No, the recent report (presented by Lars at some Rust conf) is distinct of the blog article and is not self reported productivity. They measured the time taken to perform "similar tasks", which google is uniquely positioned to do because it is such a large organization.

> Just make an informed decision is my point, you have tradeoffs for each laguage and for me easy C interop is extremely important for the places I actually need C++. For the rest I use golang.

That's fair. I would say the tradeoff goes very far in the Rust direction, but I have strong bias against golang (I find it verbose and inexpressive, I don't like that it allows data races[3])

[1]: to be precise, if safe Rust has UB it is a compiler bug or a bug in underlying unsafe code. By safe Rust, I mean modules that don't have `unsafe` in them.

[2]: https://github.com/dureuill/nolife

[3]: https://arxiv.org/abs/2204.00764




> Interesting, I remember having to adapt some idioms around caching and storing iterators in particular, but very quickly I felt like there wasn't that many hoops and they weren't that weird.

I generally didn't feel that way. I didn't need to change much of my use because O barely ran into the borrow checker. The time I did, was recursively accessing different parts of a pretty central struct but the borrow checker concidered the entire struct a borrowed object. Effectively I couldn't access multiple different fields of the struct if I have the larger struct already as a mutable borrow even though I only access one part of it. It was pretty trivial to confirm that the different functions in fact do not touch the same parts of the struct however the borrow checker simply could not do that. Maybe it's changed recently but I required an actual significant change to the code with several abstractions added when it really wasn't necessary.

I did actually agree with you regarding reviewing code to get rid of UB, I was just a little too verbose maybe. Regarding false positives and negatives with santizers and static analysis, I feel it's worth the pain for a language which I find more expressive for my use case, I'm not against usig rust, I'm against saying it's the universal solution to every problem needing to be solved when in my experience I haven't been able to reproduce that view. There are problems it solves well, I don't run into those often.

I'm also happy more data is coming out on productivity, I feel like it can only help light a fire under people on the standards committee who are indifferent to the issues of C++ to actually push to fix some of the issues which are currently solveable.

Ironically I see with your last point regarding golang that we are very different people ans thats fine. For me I would much rather lean back towards C if I can guarantee safety than the more abstract and high level rust. Honestly I am extremely intrigued by zig but until it's stable I'm not going near it.

We want different things from languages and that is fine.

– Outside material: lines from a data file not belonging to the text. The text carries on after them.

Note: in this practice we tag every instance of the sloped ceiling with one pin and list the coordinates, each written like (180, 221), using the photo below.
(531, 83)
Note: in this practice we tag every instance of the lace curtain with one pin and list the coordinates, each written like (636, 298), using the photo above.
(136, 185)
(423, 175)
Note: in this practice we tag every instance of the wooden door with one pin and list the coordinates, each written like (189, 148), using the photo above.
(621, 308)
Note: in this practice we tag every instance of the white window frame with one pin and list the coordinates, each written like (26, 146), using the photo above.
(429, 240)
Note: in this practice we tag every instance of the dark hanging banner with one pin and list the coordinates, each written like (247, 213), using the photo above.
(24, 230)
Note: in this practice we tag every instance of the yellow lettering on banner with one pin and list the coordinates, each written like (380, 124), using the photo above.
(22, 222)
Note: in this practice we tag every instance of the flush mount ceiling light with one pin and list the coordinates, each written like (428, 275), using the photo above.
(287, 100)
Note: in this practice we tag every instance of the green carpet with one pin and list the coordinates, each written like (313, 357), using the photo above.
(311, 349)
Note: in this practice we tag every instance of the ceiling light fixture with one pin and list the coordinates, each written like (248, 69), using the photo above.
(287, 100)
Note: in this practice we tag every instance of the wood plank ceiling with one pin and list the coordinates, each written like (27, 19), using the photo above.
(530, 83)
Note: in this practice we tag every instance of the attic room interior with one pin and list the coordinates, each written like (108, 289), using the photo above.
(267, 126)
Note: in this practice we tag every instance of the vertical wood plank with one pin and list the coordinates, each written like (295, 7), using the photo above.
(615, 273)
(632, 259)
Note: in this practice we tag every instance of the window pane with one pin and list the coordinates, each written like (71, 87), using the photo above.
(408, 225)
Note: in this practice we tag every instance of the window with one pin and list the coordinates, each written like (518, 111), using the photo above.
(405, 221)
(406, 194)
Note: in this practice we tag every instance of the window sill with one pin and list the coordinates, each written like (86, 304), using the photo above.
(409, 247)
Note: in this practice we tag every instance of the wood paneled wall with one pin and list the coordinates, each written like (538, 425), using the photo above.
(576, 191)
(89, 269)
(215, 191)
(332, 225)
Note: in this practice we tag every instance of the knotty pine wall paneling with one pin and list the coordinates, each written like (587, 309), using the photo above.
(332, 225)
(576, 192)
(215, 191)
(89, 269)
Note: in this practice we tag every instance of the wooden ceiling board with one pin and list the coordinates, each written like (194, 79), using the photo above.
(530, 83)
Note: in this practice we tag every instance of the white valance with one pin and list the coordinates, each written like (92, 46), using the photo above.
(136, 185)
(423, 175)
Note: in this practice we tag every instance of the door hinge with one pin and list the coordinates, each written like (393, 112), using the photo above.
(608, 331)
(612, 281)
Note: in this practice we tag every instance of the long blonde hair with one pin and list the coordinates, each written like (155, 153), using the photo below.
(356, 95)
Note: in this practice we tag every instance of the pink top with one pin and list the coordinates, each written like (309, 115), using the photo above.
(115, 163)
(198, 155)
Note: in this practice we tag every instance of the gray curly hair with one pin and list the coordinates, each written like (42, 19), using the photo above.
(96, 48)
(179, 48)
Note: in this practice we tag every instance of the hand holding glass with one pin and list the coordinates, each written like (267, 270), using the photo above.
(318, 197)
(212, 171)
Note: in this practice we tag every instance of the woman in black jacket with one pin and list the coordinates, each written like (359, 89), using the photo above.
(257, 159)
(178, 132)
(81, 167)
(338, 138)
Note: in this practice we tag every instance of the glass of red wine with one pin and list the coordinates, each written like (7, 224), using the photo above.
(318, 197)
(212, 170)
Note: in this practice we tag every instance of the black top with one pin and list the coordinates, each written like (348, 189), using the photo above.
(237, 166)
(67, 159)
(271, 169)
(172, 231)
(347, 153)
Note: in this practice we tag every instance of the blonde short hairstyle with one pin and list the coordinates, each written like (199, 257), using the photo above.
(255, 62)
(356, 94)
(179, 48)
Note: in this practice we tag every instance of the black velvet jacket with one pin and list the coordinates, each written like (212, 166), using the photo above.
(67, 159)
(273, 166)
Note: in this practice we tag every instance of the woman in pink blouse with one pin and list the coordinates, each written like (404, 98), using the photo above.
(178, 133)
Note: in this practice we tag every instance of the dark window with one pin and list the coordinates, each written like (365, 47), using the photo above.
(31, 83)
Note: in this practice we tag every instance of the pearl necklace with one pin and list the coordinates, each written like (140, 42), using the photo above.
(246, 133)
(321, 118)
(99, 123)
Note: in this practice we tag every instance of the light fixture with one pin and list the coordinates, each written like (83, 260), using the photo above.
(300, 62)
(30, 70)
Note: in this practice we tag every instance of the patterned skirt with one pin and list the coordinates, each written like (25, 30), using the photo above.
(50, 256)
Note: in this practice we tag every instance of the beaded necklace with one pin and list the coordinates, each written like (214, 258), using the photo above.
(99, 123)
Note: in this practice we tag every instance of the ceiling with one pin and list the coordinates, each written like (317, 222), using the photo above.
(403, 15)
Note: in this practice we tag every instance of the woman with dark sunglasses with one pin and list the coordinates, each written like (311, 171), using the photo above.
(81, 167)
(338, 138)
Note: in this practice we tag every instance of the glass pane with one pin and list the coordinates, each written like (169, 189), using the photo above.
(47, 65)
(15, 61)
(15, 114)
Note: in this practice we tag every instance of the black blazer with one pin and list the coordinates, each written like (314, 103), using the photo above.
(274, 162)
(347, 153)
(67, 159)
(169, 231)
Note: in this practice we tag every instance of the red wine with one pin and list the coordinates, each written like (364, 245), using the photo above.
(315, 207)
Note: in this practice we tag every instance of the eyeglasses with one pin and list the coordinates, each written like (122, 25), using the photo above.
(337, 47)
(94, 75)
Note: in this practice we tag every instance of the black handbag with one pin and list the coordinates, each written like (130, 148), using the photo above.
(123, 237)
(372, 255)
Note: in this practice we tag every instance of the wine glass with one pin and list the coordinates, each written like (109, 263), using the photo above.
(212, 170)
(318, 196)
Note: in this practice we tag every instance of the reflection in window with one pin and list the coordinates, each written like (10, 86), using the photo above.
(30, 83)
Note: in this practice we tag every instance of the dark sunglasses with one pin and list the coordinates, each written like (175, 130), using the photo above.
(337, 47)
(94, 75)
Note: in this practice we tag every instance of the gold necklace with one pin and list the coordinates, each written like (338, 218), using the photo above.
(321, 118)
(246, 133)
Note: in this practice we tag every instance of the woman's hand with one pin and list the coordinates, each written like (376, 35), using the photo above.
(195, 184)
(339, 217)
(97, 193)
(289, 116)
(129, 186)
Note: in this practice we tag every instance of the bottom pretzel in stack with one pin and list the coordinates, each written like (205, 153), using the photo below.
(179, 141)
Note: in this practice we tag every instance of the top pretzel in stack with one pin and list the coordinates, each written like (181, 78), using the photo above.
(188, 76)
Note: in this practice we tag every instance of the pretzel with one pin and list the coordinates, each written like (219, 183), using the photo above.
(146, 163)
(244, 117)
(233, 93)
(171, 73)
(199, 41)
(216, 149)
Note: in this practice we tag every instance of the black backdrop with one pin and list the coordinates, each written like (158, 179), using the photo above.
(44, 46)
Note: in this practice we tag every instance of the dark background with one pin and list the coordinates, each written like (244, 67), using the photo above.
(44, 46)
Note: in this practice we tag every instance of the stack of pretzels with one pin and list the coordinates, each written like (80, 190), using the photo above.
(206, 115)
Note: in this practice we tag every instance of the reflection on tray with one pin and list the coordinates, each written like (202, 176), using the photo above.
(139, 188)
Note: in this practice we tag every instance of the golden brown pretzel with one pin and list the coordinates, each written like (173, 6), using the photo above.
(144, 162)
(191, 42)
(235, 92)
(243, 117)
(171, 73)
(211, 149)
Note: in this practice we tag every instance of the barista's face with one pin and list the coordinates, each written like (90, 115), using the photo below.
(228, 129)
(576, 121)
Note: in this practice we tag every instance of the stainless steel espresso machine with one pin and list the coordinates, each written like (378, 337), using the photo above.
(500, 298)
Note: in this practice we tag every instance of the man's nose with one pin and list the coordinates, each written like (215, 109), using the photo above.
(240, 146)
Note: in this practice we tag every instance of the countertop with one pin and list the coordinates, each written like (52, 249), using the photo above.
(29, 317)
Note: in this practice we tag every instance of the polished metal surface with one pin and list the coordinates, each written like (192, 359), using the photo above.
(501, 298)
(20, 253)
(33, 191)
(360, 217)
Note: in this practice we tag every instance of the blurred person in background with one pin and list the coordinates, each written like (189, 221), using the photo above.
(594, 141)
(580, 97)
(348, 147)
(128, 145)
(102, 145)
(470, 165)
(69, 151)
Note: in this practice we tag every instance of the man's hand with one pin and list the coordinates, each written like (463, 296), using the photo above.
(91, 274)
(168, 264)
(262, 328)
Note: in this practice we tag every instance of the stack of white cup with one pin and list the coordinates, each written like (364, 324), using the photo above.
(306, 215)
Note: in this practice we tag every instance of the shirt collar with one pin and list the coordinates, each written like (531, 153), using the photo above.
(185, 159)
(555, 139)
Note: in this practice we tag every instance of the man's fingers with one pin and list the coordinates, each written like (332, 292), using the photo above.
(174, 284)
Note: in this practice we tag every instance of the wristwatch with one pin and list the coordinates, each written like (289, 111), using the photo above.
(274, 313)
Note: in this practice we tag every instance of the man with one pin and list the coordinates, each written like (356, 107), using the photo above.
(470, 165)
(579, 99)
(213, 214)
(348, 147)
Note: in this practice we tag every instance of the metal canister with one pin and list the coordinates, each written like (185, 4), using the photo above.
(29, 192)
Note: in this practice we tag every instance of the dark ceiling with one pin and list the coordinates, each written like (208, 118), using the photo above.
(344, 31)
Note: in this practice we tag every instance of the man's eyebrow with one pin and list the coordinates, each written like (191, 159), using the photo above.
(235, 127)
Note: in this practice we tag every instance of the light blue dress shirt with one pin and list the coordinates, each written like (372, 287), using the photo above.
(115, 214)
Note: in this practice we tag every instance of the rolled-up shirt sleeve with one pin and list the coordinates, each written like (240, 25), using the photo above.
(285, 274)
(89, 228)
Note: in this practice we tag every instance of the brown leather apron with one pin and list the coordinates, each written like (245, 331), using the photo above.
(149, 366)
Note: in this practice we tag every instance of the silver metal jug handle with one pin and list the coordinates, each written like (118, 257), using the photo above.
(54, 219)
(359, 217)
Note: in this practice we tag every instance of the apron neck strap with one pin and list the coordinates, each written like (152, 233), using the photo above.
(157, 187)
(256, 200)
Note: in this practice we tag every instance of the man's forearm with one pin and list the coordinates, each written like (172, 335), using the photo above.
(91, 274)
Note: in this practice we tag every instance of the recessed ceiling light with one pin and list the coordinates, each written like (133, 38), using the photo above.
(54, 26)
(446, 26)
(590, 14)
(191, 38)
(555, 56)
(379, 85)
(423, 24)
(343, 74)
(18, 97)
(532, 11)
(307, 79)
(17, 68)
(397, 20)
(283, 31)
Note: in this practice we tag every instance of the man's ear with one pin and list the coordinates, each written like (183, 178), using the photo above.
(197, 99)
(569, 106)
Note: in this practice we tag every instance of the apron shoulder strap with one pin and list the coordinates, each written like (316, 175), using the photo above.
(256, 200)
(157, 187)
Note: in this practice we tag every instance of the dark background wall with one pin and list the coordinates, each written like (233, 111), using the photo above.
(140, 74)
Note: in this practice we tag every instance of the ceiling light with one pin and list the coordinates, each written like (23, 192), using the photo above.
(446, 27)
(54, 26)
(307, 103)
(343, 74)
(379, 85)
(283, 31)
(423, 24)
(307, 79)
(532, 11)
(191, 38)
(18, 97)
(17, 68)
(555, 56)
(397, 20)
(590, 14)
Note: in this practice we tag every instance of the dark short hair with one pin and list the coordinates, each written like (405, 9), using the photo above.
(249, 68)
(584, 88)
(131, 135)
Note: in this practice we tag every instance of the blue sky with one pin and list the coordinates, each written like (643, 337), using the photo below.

> Ironically I see with your last point regarding golang that we are very different people ans thats fine. For me I would much rather lean back towards C if I can guarantee safety than the more abstract and high level rust. Honestly I am extremely intrigued by zig but until it's stable I'm not going near it. > > We want different things from languages and that is fine.

I just wanted to tell you that I agree. A lot of what makes people like or dislike a language seems to be down to aesthetics in its nobler meaning.

> The time I did, was recursively accessing different parts of a pretty central struct but the borrow checker concidered the entire struct a borrowed object.

Ah OK. It helps to model a borrow of a struct as a capability. If your struct is made of multiple "capabilities" that can be borrowed separately, then you better express that with a function that borrows the struct and return "view objects" representing the capabilities.

For instance, if you can `foo` and `bar` your struct at the same time, you can have a method:

`fn as_cap(&mut self) -> (Foo<'_>, Bar<'_>) { todo!() }`

and have the `Foo` borrow the fields you need to `foo()` from `self`, and `Bar` borrow the fields you need to `bar()` from `self`.

Then you simply can call `Foo.foo()` and `Bar.bar()`.